Gestern Volker Weidermanns Text über Tellkamps Debütroman gelesen. Zwei Dinge gelernt: 1. Weidermann kann besser schreiben und ist intelligenter, als ich dachte. 2. Tellkamp ist ein noch größerer Schmock als längst befürchtet.

Von F. der Hinweis auf Moritz Hunzingers Stadthaus in der Wielandstraße 3. Anschauen! Von S. der Hinweis auf einen verkommenen Campingplatz in Heddernheim. Anschauen! Und: “Zum blauen Wasser” in der Franziusstraße.

Ein bißchen über Hunzinger im Netz gelesen. Eine Figur wie aus einem Roman von Zola oder Maupassant. Sollte ich eigentlich kennen lernen.

Heute vor sechsundfünfzig Jahren starb in Uetersen der Rosenzüchter Mathias Tantau.

Sonntag, 21. Juni 2009 – Sechsuhrneununddreißig, dreizehnkommadrei Grad. Bewölkt. Gerade kommt der Brötchenbringservice. Aber nicht zu uns.

Nach dem neuerlichen Konflikt mit G. gestern Mittag mit nachhaltig schlechter Laune alleine auf dem Olmo losgefahren. Dann aber sah ich, als ich sehn anfing, lauter lustige Leute: Ein älteres Paar, das mir von dem Goldfasan auf dem Hauptfriedhof erzählt. An der Ampel ein kleines türkisches Mädchen, das mir vom Arm seines lachenden Vaters zulacht. Und S., die ihre weißen Zähne zeigt und mir nachruft: Strampel für mich mit, dann kommst du wieder runter!”

Vorgestern im Günthersburg-Park. Während die Eröffnungssängerin von “Stalburg Offen Luft” auch ihren zehnten Song einem “Babybabybaby” widmet, wispert uns eine Bekannte ins Ohr: Ob wir schon gehört hätten, ob es nicht unfassbar sei, der Park sei abgesperrt worden, durchsucht, eine Leiche gefunden, ohne Arme, ohne Beine …” Immer wieder prüfe ich seitdem die Nachrichten der Frankfurter Polizei – nichts, noch nichtmal ein Fuß, noch nichtmal ein Finger, ein Zeh … So etwas gibt’s eben doch nur in Wien: abgeschnittene Leichen in öffentlichen Parks.

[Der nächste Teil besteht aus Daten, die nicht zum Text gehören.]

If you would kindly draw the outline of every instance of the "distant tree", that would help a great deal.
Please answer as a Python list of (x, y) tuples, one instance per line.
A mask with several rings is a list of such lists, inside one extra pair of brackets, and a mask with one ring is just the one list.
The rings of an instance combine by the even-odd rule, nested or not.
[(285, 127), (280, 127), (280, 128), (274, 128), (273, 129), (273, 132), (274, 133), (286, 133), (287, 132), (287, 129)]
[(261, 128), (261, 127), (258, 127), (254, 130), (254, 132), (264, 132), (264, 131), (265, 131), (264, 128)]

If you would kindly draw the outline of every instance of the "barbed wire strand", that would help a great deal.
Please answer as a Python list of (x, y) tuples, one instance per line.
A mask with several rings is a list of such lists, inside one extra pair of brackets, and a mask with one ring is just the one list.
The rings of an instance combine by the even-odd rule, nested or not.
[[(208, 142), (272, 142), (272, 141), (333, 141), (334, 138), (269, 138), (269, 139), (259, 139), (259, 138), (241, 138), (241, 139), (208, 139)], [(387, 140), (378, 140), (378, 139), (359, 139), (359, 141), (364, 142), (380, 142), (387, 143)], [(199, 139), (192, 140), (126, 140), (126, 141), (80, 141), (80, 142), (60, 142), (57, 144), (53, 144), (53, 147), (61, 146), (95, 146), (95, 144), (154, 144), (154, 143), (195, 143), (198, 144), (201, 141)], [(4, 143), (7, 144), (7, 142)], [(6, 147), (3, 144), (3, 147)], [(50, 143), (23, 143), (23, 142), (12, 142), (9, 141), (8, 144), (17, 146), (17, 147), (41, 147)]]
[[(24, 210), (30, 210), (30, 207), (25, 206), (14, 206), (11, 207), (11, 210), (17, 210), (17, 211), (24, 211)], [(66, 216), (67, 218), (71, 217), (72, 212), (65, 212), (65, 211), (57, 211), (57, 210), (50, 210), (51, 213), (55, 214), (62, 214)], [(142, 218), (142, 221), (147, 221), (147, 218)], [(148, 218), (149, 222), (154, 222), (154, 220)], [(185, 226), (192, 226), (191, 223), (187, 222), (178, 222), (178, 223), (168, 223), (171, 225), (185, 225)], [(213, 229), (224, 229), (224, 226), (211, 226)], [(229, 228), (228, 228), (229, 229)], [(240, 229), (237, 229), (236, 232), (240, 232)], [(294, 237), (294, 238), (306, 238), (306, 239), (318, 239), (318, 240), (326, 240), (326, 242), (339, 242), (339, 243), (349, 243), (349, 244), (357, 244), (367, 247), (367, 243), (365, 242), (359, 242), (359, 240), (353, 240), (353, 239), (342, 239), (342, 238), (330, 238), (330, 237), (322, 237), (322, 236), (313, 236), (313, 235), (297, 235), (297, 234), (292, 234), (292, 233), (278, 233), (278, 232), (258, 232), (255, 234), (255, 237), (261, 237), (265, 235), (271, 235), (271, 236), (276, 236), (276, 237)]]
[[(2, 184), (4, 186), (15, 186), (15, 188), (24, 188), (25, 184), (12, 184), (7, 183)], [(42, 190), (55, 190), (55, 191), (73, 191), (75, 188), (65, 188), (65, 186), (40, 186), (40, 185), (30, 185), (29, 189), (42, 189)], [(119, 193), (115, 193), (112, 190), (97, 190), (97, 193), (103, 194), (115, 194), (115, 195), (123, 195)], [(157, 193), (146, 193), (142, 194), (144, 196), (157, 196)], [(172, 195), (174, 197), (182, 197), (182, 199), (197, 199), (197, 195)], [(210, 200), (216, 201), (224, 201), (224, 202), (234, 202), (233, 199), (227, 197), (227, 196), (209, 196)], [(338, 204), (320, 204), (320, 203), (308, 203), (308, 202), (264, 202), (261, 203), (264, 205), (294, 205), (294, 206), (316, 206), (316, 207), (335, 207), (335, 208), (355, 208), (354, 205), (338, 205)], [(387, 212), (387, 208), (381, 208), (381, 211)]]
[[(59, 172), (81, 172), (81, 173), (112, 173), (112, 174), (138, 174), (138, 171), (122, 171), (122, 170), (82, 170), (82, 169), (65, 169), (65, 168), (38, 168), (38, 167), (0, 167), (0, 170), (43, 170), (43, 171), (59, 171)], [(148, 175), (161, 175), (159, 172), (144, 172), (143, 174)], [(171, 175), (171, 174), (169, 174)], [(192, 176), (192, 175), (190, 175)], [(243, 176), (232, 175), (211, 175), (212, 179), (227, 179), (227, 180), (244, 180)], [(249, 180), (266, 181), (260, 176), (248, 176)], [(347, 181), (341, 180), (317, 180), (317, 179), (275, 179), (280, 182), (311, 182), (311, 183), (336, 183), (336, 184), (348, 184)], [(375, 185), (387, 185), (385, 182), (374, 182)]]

Schöner Übergang. In Wien sind am 13. Juli 1989 drei Kurden in einer Privatwohnung ermordet worden. Die Täter waren vermutlich Iraner. Sie tauchten in der iranischen Botschaft in Wien unter und durften schließlich auf massiven Druck Teherans ausreisen. Jetzt kursiert das Gerücht, einer der Täter sei der heutige iranische Präsident  Mahmud Ahmadinedschad. Dass das Gerücht allerdings ausgerechnet jetzt laut wird, hat wohl auch etwas zu bedeuten.

Heute vor zwei Jahren ist Georg Danzer gestorben. Angeblich nicht in Wien. Dort aber gibt es, auf Beschluss des Gemeinderatsausschusses für Kultur und Wissenschaft seit März 2009 den Georg-Danzer-Steg.

Dienstag, 16. Juni 2009 – Fünfuhrzwölf, zwölfkommazwei. Nahezu hell.

Um halbdrei aufgewacht. Wie so oft die nächtliche Frage: Cappuccino oder Baldrian? Und wie so oft entscheide ich mich für den Kaffee. Weiter in Grishams “The Pelican Brief”.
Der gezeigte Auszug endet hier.